Before Las Vegas, Intel analysts warned that bomb makers were turning to AI.

Using multiple prompts, six days before he committed suicide outside the main entrance of the Trump International Hotel in Las Vegas, Matthew Livelsberger, a highly decorated US Army Green Beret from Colorado, consulted an artificial intelligence that a Hired the Cyber ​​Truck in a four-ton vehicle loaded with explosives to trigger best practices. According to documents obtained exclusively by Wired, U.S. intelligence analysts have been issuing warnings about this exact situation for the past year — and among their concerns that the AI ​​tool could be used by racially or ideologically motivated extremists. Can be done to target critical infrastructure, especially power. the grid

“We knew that AI was going to change the game at some point, basically, in all of our lives,” Sheriff Kevin McMahill of the Las Vegas Metropolitan Police Department told reporters Tuesday. “Absolutely, this is a worrying moment for us.”

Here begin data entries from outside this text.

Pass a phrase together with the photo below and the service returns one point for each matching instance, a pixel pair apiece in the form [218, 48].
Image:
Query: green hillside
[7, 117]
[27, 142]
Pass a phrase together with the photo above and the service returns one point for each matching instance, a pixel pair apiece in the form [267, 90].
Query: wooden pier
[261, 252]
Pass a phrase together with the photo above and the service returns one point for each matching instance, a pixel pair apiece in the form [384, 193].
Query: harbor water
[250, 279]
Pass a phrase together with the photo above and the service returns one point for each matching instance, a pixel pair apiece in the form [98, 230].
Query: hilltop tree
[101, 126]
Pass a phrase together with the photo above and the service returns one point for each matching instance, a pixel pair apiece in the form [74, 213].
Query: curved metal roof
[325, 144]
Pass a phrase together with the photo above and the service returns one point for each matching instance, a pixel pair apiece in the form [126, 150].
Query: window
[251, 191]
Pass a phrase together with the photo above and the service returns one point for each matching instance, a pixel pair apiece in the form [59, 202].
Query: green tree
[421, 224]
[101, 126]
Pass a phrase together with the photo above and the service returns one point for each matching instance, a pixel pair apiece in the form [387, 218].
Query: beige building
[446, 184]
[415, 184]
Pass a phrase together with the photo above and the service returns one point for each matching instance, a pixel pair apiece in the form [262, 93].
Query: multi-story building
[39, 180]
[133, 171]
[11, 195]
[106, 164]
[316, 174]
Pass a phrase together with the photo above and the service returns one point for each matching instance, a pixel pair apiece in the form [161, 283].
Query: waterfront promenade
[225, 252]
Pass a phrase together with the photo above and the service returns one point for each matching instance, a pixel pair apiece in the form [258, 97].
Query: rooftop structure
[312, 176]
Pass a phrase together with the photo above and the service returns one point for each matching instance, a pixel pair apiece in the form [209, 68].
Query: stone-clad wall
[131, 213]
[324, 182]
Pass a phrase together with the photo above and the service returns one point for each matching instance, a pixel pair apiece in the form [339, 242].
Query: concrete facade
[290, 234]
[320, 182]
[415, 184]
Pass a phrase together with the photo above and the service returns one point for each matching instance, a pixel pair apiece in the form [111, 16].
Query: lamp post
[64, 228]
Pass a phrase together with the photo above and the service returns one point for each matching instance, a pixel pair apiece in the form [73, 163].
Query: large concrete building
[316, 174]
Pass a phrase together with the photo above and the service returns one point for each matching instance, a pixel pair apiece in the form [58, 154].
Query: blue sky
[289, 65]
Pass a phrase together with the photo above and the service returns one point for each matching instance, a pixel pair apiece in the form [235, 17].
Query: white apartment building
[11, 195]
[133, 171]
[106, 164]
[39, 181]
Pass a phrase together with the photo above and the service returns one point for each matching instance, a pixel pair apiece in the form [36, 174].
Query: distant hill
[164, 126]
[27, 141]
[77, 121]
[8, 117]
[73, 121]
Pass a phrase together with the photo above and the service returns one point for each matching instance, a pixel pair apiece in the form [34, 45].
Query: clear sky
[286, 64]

Copies of his exchanges with OpenAI’s ChatGPT show how the 37-year-old Livelsberger legally collected the explosives en route to Las Vegas, as well as how to detonate it using an inventive Desert Eagle gun. Pursued information. Cybertruck after his death. Screenshots shared by McMahill’s office show Livelsberger prompting chatgpt for information about tannerite, a reactive compound commonly used for target practice. In one such prompt, Livelsberger asks, “Is tannerite equal to 1 pound of TNT?” He goes on to ask how this can be expressed at “point blank range.”

Documents obtained by WIRED show concerns are swirling among US law enforcement about the threat of AI being used to commit serious crimes, including terrorism. They reveal that the Department of Homeland Security has consistently issued warnings about domestic extremists who are relying on technology to create “bomb-making instructions” and develop “generic strategies to launch attacks against the United States.”

The memos, which are not classified but restricted to government employees, reveal that violent extremists are increasingly turning to tools like ChatGPT to help stage attacks aimed at tearing down American society through acts of domestic terrorism.

Accordingly Notes Traced to his phone by investigators, Livelsberger intended the bombing as a “wake-up call” to Americans, whom he accused of rejecting diversity, embracing masculinity and President-elect Donald Trump, Elon Musk, and Robert F. Kennedy Jr. was urged to rally around. He also urged Americans to purge Democrats from the federal government and military, calling for a “hard reset.”

While McMahill argued Tuesday that the Las Vegas incident “may be the first incident on US soil where ChatGPT was used to help someone create a specific device,” federal intelligence analysts say Extremists associated with white supremacist and accelerant movements are now often sharing access online. Law enforcement, government facilities, and critical infrastructure for hacked versions of AI chatbots in an attempt to create eye bombs to launch attacks against.

In particular, the memos highlight the vulnerability of the US power grid, a popular target among populist extremists.terogram“, a loose network of encrypted chatrooms that hosts an assortment of violent, racially-motivated individuals bent on the destruction of American democratic institutions. The documents, shared exclusively with WIRED, were previously obtained by were done Property of the peopleA non-profit focused on national security and government transparency.